Seguiremos la vida de una estrella desde su nacimiento hasta su muerte, hablando sobre los diversos caminos que puede seguir y las cosas que pueden ocurrirle durante su existencia. No creo que sea una serie demasiado larga, aunque nunca se sabe. Espero que la disfrutéis.

Empecemos la serie, naturalmente, por el principio. Hoy estudiaremos el nacimiento de una estrella.
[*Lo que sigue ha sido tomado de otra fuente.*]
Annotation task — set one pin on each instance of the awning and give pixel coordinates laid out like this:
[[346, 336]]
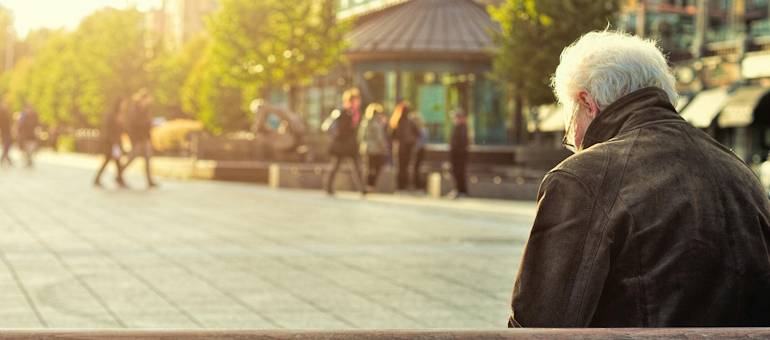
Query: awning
[[704, 107], [551, 119], [682, 103], [739, 110]]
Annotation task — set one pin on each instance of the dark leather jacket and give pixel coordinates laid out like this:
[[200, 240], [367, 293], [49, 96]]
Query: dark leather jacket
[[653, 224]]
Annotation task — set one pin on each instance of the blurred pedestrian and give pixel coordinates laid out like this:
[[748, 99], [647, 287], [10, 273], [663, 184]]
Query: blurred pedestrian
[[342, 126], [111, 147], [373, 144], [405, 136], [139, 126], [651, 223], [5, 131], [458, 153], [28, 122], [418, 155]]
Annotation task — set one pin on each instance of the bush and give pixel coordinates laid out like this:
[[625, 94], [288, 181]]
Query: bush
[[174, 135], [65, 143]]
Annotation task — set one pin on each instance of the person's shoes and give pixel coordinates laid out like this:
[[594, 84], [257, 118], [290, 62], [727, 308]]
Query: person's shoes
[[461, 196], [122, 184]]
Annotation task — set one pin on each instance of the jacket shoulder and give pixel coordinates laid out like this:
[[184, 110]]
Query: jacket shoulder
[[589, 166]]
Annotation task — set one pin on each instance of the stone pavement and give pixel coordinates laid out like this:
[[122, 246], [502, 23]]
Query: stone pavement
[[204, 254]]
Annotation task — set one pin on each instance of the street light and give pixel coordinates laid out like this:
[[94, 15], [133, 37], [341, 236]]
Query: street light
[[9, 47]]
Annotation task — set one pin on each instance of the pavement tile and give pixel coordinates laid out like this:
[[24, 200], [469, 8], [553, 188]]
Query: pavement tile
[[240, 256]]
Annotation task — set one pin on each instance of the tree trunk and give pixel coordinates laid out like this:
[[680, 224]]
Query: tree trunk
[[519, 130]]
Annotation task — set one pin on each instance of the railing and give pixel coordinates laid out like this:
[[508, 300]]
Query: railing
[[597, 333]]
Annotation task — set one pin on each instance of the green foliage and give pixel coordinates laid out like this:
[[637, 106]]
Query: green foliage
[[274, 43], [174, 134], [168, 73], [534, 32], [216, 103]]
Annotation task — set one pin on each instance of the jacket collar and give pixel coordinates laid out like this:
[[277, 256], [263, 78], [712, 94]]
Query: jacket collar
[[631, 111]]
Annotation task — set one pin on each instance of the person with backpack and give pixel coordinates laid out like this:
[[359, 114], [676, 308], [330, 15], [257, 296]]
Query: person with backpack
[[139, 126], [342, 127], [418, 155], [28, 122], [110, 141]]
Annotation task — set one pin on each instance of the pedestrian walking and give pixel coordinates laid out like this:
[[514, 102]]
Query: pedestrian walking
[[371, 135], [458, 153], [139, 125], [342, 125], [651, 223], [5, 131], [405, 136], [110, 143], [418, 155], [27, 124]]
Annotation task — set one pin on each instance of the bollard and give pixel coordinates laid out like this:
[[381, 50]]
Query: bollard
[[434, 185], [274, 176]]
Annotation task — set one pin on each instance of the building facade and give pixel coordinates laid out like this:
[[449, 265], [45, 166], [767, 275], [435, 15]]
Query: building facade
[[177, 21], [433, 53], [720, 53]]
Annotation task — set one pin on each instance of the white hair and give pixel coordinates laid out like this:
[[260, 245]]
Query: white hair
[[609, 65]]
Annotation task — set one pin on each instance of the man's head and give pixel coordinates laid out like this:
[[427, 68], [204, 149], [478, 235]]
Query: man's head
[[600, 68], [458, 116], [351, 98], [143, 97]]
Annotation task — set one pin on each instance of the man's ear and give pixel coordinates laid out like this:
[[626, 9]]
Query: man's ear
[[587, 101]]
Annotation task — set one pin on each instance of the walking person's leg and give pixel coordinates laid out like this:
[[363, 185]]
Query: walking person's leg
[[355, 172], [107, 158], [6, 149], [136, 148], [416, 175], [147, 156], [366, 161], [459, 171], [404, 156], [376, 166]]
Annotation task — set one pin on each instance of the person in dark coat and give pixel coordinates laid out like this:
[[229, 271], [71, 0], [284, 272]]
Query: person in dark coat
[[458, 153], [344, 145], [28, 122], [405, 136], [110, 140], [5, 131], [139, 126], [651, 223], [418, 155], [373, 144]]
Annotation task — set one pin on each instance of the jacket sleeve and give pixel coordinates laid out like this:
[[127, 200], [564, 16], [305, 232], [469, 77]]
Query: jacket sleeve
[[562, 271]]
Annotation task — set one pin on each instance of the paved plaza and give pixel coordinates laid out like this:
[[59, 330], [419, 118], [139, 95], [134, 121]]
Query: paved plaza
[[217, 255]]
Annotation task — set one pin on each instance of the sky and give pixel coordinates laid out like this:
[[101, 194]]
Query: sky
[[32, 14]]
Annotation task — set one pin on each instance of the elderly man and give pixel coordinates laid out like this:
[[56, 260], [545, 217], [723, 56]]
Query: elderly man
[[651, 223]]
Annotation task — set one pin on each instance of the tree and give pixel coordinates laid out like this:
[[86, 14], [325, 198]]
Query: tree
[[72, 77], [534, 32], [275, 43], [168, 72], [219, 105]]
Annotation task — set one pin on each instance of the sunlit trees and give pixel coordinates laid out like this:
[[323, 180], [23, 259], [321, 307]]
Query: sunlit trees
[[534, 32], [275, 43], [218, 104], [72, 78]]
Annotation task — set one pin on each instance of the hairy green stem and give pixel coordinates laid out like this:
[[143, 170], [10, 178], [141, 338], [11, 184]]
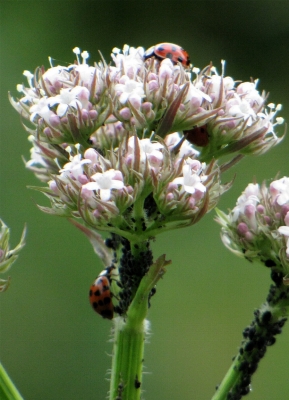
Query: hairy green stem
[[129, 339], [8, 390], [268, 322]]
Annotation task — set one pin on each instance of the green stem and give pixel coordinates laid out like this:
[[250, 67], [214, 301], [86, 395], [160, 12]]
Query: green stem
[[129, 339], [267, 323], [229, 381], [7, 389]]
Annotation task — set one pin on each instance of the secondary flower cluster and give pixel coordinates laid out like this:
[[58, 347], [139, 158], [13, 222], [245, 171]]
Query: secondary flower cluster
[[258, 226], [106, 137]]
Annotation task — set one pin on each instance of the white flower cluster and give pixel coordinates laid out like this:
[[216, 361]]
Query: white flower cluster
[[258, 226], [107, 136]]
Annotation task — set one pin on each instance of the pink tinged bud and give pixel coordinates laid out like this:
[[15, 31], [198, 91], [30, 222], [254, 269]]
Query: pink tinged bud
[[152, 77], [146, 107], [96, 214], [53, 187], [86, 194], [242, 228], [123, 79], [54, 120], [64, 120], [285, 209], [165, 71], [172, 186], [192, 202], [93, 114], [47, 131], [82, 179], [130, 72], [249, 236], [135, 101], [153, 86], [260, 209], [84, 114], [170, 197], [118, 176], [198, 195], [129, 160], [286, 219], [92, 155], [125, 113], [220, 113], [250, 211]]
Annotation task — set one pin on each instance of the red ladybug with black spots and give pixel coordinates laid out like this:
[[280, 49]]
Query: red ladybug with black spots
[[168, 50], [100, 296]]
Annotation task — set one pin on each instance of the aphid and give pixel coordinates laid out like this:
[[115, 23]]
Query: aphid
[[198, 136], [168, 50], [100, 296]]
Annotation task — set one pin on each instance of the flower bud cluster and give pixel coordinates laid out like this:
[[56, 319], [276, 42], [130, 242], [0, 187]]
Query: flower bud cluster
[[7, 256], [107, 138], [258, 226]]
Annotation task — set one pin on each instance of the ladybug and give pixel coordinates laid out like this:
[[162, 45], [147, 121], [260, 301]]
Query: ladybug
[[168, 50], [198, 136], [100, 296]]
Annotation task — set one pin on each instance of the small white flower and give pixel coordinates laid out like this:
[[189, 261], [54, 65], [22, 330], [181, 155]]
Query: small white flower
[[190, 181], [129, 88], [78, 96], [41, 109], [75, 167], [238, 107], [105, 182], [280, 190]]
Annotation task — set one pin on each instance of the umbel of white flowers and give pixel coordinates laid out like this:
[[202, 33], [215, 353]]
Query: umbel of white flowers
[[106, 138], [258, 226]]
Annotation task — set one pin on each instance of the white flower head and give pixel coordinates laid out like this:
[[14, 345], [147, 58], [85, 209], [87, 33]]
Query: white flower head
[[76, 97], [129, 88], [190, 181], [75, 167], [105, 182]]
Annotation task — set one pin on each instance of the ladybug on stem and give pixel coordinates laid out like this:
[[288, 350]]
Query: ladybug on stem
[[168, 50], [100, 296]]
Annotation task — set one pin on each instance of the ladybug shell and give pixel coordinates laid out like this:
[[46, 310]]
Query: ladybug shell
[[198, 136], [100, 297], [168, 50]]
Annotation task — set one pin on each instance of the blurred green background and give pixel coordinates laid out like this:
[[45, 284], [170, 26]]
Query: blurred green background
[[52, 343]]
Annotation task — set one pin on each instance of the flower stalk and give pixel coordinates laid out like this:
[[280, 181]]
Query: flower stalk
[[130, 148], [268, 322], [129, 338]]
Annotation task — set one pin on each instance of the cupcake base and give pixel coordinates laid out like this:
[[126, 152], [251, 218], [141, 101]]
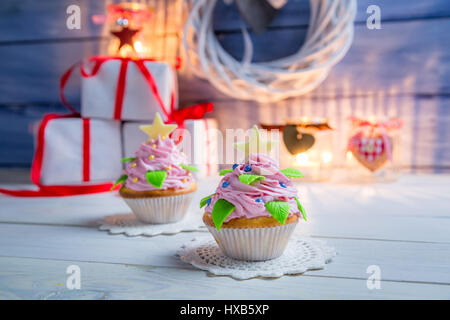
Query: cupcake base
[[167, 207], [253, 243]]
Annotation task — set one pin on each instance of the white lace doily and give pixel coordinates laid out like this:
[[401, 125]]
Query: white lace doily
[[129, 225], [301, 254]]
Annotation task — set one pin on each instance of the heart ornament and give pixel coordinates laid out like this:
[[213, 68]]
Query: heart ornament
[[371, 151], [297, 141]]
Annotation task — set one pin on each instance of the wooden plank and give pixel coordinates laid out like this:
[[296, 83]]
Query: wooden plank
[[424, 138], [296, 12], [47, 20], [401, 58], [350, 211], [398, 261], [31, 73], [17, 127], [38, 279]]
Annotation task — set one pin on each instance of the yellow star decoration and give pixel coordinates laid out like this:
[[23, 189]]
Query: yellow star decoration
[[255, 144], [158, 127]]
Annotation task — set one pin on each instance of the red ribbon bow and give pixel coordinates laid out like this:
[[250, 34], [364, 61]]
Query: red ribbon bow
[[177, 116]]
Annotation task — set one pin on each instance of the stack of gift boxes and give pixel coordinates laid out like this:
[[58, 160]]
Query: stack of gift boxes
[[117, 96]]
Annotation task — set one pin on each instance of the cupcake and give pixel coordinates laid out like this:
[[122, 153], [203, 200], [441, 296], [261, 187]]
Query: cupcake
[[255, 208], [157, 184]]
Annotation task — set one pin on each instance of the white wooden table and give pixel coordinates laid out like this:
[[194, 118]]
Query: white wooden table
[[403, 227]]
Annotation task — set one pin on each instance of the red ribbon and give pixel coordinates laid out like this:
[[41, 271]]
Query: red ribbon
[[177, 116], [36, 168]]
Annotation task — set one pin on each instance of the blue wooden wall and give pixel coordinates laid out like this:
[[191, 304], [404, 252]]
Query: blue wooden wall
[[401, 70]]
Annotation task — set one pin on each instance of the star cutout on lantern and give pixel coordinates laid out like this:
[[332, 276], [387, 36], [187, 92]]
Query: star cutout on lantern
[[158, 127], [125, 36], [255, 144]]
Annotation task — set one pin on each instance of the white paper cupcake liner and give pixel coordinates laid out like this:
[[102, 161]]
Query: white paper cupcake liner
[[160, 209], [253, 244]]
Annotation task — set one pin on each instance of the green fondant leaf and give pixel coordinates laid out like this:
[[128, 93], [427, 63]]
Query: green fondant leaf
[[249, 178], [300, 207], [156, 178], [190, 168], [128, 159], [291, 173], [279, 210], [224, 171], [122, 179], [221, 210], [204, 200]]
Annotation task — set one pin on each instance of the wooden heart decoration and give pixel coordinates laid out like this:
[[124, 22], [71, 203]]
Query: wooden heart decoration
[[371, 152], [295, 141], [257, 14]]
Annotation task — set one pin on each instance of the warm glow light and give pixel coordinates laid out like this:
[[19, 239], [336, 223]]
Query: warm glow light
[[138, 46], [349, 155], [302, 158], [327, 156]]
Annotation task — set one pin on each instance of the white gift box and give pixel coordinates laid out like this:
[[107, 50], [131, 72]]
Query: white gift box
[[200, 144], [81, 151], [101, 94]]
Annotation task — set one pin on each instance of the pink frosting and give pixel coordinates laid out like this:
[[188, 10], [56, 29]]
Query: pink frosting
[[166, 155], [275, 186]]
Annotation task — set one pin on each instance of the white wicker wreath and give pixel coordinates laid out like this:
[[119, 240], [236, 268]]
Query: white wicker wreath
[[329, 36]]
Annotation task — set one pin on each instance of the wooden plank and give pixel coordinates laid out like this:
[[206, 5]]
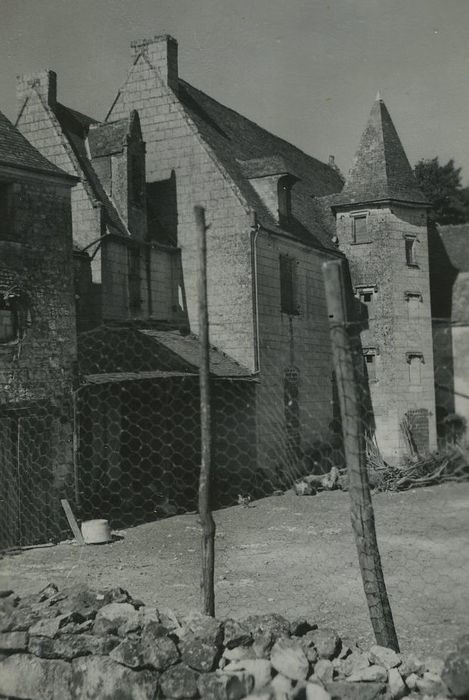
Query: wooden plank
[[72, 521], [205, 513], [363, 521]]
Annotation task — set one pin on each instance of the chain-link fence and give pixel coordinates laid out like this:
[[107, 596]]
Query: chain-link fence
[[122, 442]]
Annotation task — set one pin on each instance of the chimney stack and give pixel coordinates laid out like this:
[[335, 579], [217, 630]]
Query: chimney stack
[[162, 54], [44, 82]]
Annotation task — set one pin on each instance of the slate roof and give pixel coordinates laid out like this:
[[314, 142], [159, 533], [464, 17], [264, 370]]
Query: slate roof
[[455, 240], [187, 347], [129, 350], [75, 126], [17, 152], [236, 140], [381, 170], [108, 138]]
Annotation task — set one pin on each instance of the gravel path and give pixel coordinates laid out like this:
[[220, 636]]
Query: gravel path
[[293, 555]]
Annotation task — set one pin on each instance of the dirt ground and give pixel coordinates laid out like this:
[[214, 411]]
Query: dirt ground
[[289, 554]]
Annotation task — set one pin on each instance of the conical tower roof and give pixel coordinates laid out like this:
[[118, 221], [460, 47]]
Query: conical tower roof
[[381, 170]]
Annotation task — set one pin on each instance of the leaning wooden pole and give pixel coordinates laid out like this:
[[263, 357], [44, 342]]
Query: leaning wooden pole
[[363, 521], [205, 513]]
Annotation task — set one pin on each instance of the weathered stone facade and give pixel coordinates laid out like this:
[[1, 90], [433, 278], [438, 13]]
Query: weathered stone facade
[[268, 209], [382, 229]]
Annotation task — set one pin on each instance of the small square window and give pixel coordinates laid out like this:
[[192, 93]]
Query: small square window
[[415, 361], [8, 322], [410, 252], [369, 360], [360, 229]]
Hay estrellas naciendo en una miríada de lugares del Universo ahora mismo, mientras lees este artículo. Todas ellas se forman en el interior de nubes de hidrógeno molecular: zonas del Universo donde la densidad de átomos de hidrógeno es suficientemente grande como para que se asocien en gran número formando moléculas de H2; en algunos lugares tienen átomos de otros elementos, restos de estrellas muertas, como veremos más adelante. Algunas de ellas son pequeñas, otras son gigantescas, con la masa de diez millones de Soles:

Nebulosa del Triángulo NGC604, una nube gaseosa en la que se están formando estrellas, en la galaxia espiral M33, a unos 2,7 millones de años-luz de nosotros. La nube tiene unos 1.500 años-luz de tamaño.

Estas nubes de gas y polvo pueden permanecer de esa forma durante muchísimo tiempo, pero tarde o temprano suele haber algo que las vuelve inestables. Puede ser simplemente la casualidad que haga que la densidad en una zona de la nube sea mayor que en otras, puede ser la colisión con otra nube, o el recibir la onda de choque de una supernova…cualquier cosa que haga que, en una parte de la nube, haya una cantidad considerable de moléculas que estén más cerca unas de otras que en las demás.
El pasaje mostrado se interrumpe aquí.